High-performance computer simulation of laser-driven X-ray microscopy

Funding
Competition funded View fees and funding
Type of degree
Doctor of Philosophy
Entry requirements
2:1 View full entry requirements
Faculty graduate school
Faculty of Engineering and Physical Sciences
Closing date

About the project

We are looking for a PhD student to join our interdisciplinary team of students, postdocs, and senior researchers with backgrounds in physics, chemistry, and engineering, to work on the development of a new femtosecond laser-based source of X-ray pulses approaching the attosecond regime (less than a millionth of a billionth of a second long).

 

Generation of such femtosecond and attosecond X-ray pulses using intense laser pulses has transformed ultrafast science, as recognised by the 2023 Nobel Prize in Physics. The ability to produce coherent ultrafast X-ray pulses has applications in many areas, from the investigation of ultrafast molecular dynamics to biomedical imaging. In this PhD project you will exploit computer simulations to develop sources for X-ray microscopy which will be realised in our labs at the University of Southampton and at the Rosalind Franklin Institute at the Rutherford Appleton Laboratories, near Oxford.

New femtosecond fibre laser-based ultrafast pulse sources and novel hollow-core optical fibres have the potential to produce brighter and shorter-wavelength X-ray pulses.

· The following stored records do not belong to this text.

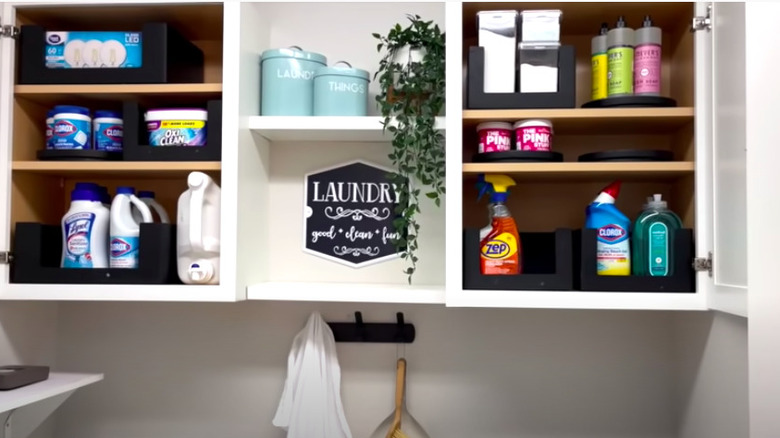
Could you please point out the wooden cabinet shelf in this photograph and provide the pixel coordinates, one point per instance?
(125, 169)
(655, 171)
(591, 120)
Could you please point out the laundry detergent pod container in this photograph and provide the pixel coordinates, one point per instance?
(341, 91)
(287, 81)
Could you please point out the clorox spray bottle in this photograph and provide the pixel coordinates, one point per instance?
(613, 253)
(500, 249)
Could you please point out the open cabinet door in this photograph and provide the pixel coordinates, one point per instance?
(721, 153)
(7, 17)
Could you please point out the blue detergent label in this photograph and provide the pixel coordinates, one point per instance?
(124, 252)
(93, 50)
(108, 137)
(77, 229)
(71, 134)
(658, 249)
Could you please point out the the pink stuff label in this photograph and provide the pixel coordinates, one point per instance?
(495, 140)
(647, 69)
(534, 138)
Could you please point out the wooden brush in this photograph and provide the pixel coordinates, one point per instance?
(400, 380)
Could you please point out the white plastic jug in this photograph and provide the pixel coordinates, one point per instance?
(197, 231)
(147, 198)
(124, 230)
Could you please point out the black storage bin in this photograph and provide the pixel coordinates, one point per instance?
(38, 249)
(167, 58)
(136, 137)
(563, 98)
(682, 280)
(547, 263)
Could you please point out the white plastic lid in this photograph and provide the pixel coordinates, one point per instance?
(176, 114)
(532, 122)
(494, 125)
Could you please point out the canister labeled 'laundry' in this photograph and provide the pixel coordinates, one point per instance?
(287, 81)
(341, 91)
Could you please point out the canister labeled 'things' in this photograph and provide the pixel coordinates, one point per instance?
(533, 135)
(72, 127)
(341, 91)
(494, 137)
(176, 127)
(108, 131)
(287, 81)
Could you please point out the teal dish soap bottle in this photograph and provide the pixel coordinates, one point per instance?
(613, 249)
(653, 239)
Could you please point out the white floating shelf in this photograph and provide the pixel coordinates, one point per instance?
(346, 129)
(346, 292)
(577, 300)
(57, 384)
(119, 292)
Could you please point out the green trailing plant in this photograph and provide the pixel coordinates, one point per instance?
(411, 77)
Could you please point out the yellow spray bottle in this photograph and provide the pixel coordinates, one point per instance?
(500, 249)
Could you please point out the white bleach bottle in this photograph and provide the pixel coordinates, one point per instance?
(84, 231)
(124, 230)
(197, 231)
(147, 198)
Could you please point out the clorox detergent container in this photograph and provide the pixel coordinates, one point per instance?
(72, 128)
(125, 231)
(197, 231)
(613, 254)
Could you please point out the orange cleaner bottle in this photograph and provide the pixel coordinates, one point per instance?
(500, 249)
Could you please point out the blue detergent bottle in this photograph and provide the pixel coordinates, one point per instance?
(613, 247)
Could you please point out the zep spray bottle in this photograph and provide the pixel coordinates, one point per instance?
(500, 249)
(613, 249)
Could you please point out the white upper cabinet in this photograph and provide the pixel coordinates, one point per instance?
(722, 148)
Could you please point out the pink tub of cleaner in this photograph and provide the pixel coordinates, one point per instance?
(494, 137)
(533, 135)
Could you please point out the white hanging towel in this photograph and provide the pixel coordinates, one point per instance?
(310, 406)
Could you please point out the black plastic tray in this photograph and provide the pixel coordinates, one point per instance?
(38, 250)
(563, 98)
(631, 102)
(683, 278)
(16, 376)
(167, 58)
(77, 155)
(628, 155)
(518, 157)
(547, 263)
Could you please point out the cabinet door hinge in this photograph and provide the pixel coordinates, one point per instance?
(702, 264)
(6, 257)
(703, 23)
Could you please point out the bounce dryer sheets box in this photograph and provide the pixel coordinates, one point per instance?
(93, 49)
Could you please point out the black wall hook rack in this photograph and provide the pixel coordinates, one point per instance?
(399, 332)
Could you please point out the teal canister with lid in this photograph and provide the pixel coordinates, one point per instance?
(341, 91)
(287, 81)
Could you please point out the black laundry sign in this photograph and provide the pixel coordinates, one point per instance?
(349, 214)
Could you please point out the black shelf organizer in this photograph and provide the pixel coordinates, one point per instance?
(683, 278)
(167, 57)
(38, 249)
(136, 137)
(563, 98)
(547, 263)
(399, 332)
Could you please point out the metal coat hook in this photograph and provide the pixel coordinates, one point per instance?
(399, 332)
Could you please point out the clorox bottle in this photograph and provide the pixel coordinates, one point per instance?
(197, 231)
(124, 230)
(613, 254)
(500, 249)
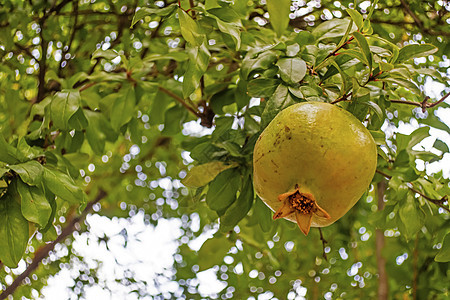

The project will investigate theoretically and numerically how these new sources can be developed and optimised, in parallel with the experimental work in our labs. You will investigate all effects that contribute to X-ray emission by high-harmonic generation, including propagation of ultrashort intense laser pulses through a dilute gas, ionisation of the gas by these pulses, the interaction of the resulting plasma with the laser, and the subsequent X-ray emission by atomic recombination.

You will be developing the comprehensive computer model used within our group as the basis for this project. The code is written in C++ and Python and runs on the Southampton supercomputer cluster Iridis. The project is therefore best suited for a student with a strong interest in programming and high-performance computing as well as a background in physics, nonlinear optics and/or lasers. You will benefit from the world-leading expertise in these fields by your collaborators and work in a supportive group of like-minded researchers, leading you to a PhD in an exciting new area of physics and technology.